Thank you, Fr. Perozich.
It truly is a waste of time, this bishop and most bishops know this rubbish pretending to be a Mass is happening and just could not care less, HOWEVER if this was a TLM with many families and a packed church you know very well the local ordinary would scream to high heaven that there are ridged and loyal Catholics and must be closed down for good. Novus Ordonarians please please keep your giant puppets, altar girls, dancing girls in leotards, lay lectors, laymen handing out cookies, drums, guitars, felt banners, hand holding, kiss of peace, communion in the hand while standing, rock, folk, mariachi music, horrid music, women waving their hands at the lectern making people sing silly songs, you keep all of that and leave us alone with our One True Holy Latin Mass.
I agree, Romulus Augustus.

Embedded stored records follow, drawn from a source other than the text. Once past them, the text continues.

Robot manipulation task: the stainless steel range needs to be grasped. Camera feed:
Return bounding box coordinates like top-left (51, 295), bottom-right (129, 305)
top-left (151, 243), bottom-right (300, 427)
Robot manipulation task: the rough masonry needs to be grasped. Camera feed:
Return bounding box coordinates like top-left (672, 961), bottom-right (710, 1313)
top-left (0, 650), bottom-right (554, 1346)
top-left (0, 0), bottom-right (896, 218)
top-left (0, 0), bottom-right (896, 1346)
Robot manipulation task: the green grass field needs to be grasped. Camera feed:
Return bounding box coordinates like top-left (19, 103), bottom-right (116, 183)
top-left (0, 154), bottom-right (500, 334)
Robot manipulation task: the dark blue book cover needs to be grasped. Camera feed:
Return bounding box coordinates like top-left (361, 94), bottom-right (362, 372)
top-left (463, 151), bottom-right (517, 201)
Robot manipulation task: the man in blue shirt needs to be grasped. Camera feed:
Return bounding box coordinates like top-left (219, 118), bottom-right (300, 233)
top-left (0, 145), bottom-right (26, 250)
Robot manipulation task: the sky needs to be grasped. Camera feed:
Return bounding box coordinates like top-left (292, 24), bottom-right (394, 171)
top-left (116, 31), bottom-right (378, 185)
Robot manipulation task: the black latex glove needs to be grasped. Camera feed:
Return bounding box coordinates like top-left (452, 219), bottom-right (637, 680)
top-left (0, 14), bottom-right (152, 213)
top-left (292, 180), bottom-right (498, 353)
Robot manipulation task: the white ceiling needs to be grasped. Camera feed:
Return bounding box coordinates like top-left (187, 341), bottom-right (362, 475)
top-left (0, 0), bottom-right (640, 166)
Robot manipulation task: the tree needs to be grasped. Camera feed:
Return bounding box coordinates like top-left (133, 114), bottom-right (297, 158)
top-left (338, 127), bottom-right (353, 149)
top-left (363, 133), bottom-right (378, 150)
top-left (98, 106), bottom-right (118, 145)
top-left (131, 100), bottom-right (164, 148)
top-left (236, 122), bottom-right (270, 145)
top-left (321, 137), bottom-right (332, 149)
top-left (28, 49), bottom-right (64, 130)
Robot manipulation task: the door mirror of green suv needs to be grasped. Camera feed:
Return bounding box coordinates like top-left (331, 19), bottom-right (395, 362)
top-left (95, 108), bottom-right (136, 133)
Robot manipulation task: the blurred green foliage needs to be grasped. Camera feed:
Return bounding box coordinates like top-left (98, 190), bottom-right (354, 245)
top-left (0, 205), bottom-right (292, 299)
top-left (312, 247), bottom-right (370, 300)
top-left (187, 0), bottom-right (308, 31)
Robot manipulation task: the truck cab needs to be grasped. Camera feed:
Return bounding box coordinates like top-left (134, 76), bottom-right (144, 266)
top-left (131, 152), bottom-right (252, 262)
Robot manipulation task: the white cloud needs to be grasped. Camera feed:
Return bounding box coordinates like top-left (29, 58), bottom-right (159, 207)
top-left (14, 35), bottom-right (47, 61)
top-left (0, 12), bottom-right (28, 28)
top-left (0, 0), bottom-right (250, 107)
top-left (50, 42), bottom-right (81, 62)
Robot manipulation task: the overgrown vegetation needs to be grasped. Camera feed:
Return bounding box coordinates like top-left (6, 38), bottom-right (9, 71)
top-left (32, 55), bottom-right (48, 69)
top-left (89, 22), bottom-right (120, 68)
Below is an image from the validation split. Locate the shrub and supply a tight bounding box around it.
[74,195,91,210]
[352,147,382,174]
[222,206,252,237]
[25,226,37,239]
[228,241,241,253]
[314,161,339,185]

And no wacko, silly, feminized priests, with sicky smiles and soothing voices, ad libbing at Mass, inviting the congregation to do unauthorized, silly pre-Mass breathing exercises to silly music, and a goofy, sicky-smily lay woman introducing the Mass before the priest enters, like an entertainment show, as this disgusting video portrays. The whole video is even worse– I laughed and turned it off. Me-me-me, sicky, fake, over-feminized psycho-babble– with silly feelings galore, even silly very casually-dressed pop musicians wiggling their rumps in church to the beat of me-me-me, touchy-feely lounge music.
Another cut and paste comment against the novus ordo from RA. Broken record.
Nothing done over 50 years ago is a novus ordo.
I think this priest is trying to bring contemplative prayer into the mass, but doing it the wrong way by not following the rubrics, and it is not working. Gospel does not work with contemplative. If he wants true contemplative, he needs to learn the Traditional Latin Mass or the Anglican Use Mass of the Ordinariate of the Chair of St. Peter that uses Gregorian or English chant. Perhaps he himself cannot sing. Maybe that is the problem. In that case he should just stick to the rubrics in the missal. Adlibbing only makes people laugh.
I did, though, like his reference to Theophilos, but it should be in the sermon, not integrated into the liturgy itself. It reminds me of Michael O’ Brien’s book “Theophilos”.